Over the winter until the beginning of March there is an exhibition devoted to the drawings and paintings of the Anglo-Welsh artist & poet David Jones, best known perhaps for his major poetic works In Parenthesis and The Anathemata. Following his experiences in the First World War , Jones became a convert to Catholicism and joined the circle of artists around the sculptor Eric Gill, first at Ditchling and then in the former monastery buildings of the eccentric but pioneering Anglican Benedictine, Fr Ignatius at Capel-y-ffin near Llanthony on the Welsh border.

The exhibition shows clearly the overriding themes of David Jones’ work, both in his painting and his poetry, the 'sacramental'  landscape seen through the eyes of a devout Catholic Christian faith and owing much to the ‘romanitas’ of early medieval Welsh / British history and legend.
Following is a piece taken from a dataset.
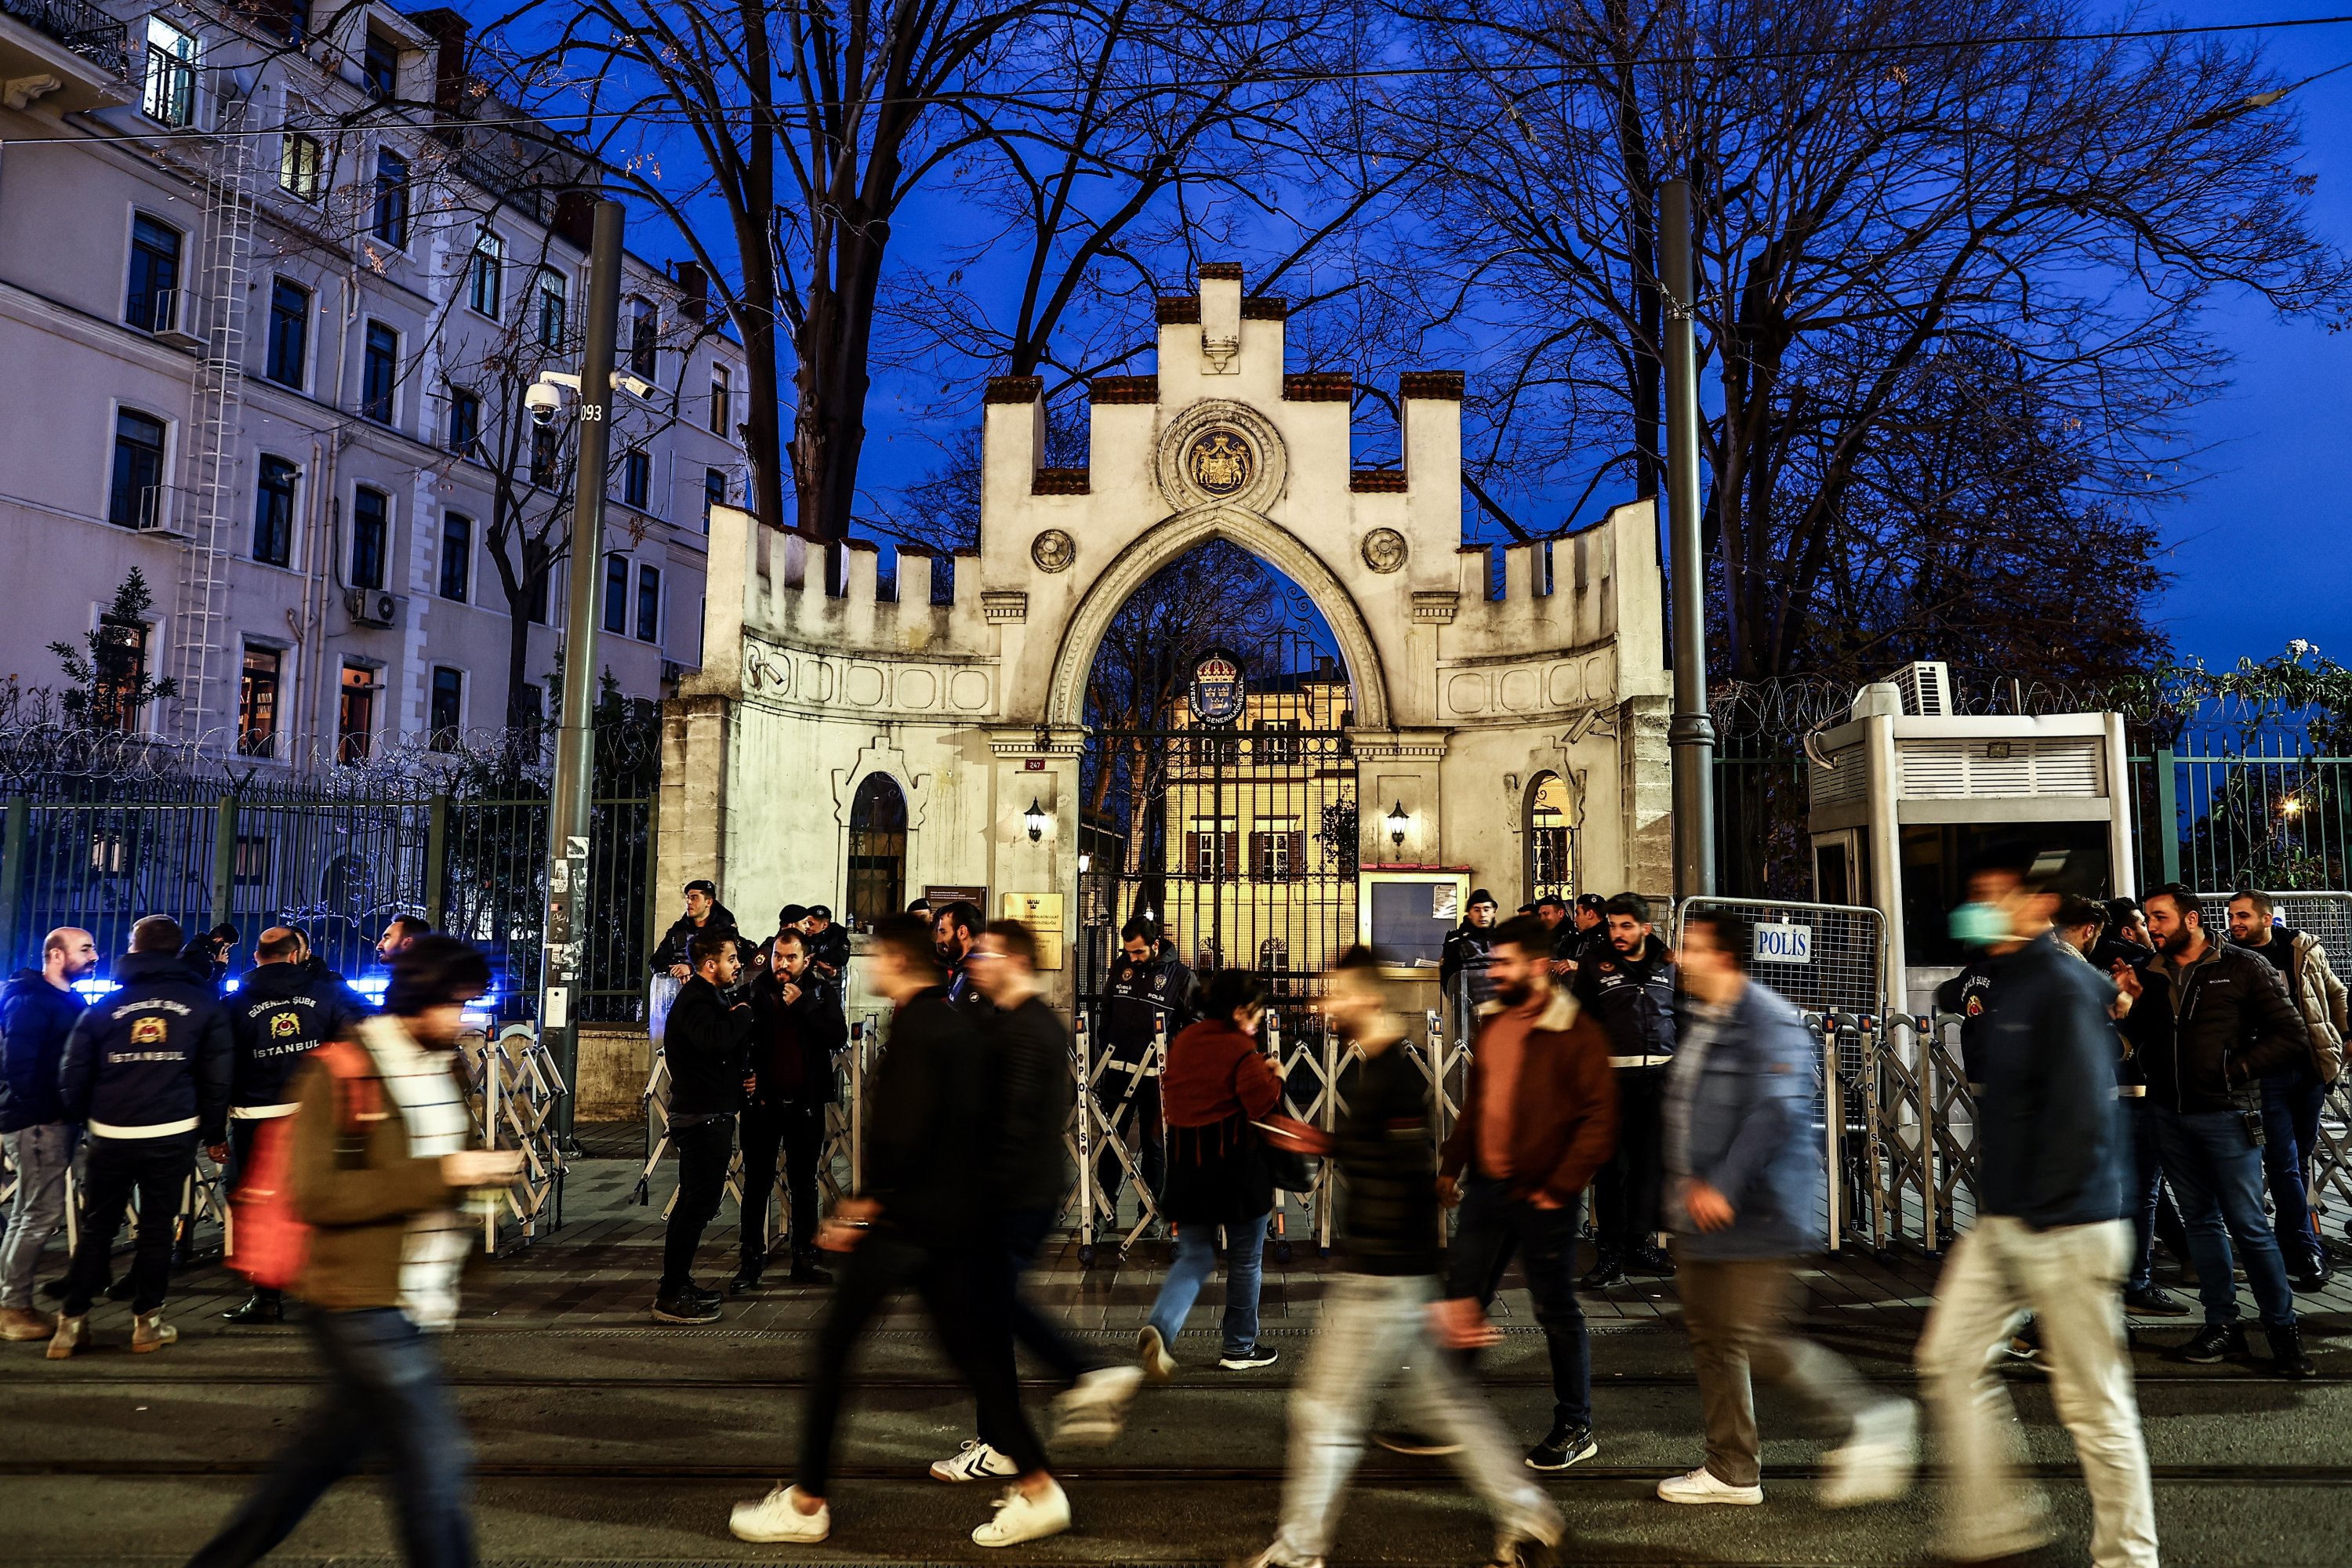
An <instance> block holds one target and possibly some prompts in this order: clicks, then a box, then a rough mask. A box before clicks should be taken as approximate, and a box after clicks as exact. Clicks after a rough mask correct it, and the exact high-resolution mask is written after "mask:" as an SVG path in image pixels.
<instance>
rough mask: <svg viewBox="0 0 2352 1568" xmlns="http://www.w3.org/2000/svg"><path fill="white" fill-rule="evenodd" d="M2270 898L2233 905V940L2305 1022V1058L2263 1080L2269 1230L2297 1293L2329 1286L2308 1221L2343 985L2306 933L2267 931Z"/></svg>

In his disaffection with contemporary culture and with 'modernity' he can increasingly be seen as an important and prophetic figure.

I was introduced to the art and poetry of David Jones as young theology student (and I will always be very grateful  indeed for that life-changing experience) by representatives of those who thought we could have the poetry without the doctrinal orthodoxy, ironically those who have helped bring into the very heart of the Church the destructive tendencies Jones so lamented ; I wonder what he himself would have thought about that.

The Cardiff exhibition? Well worth a visit!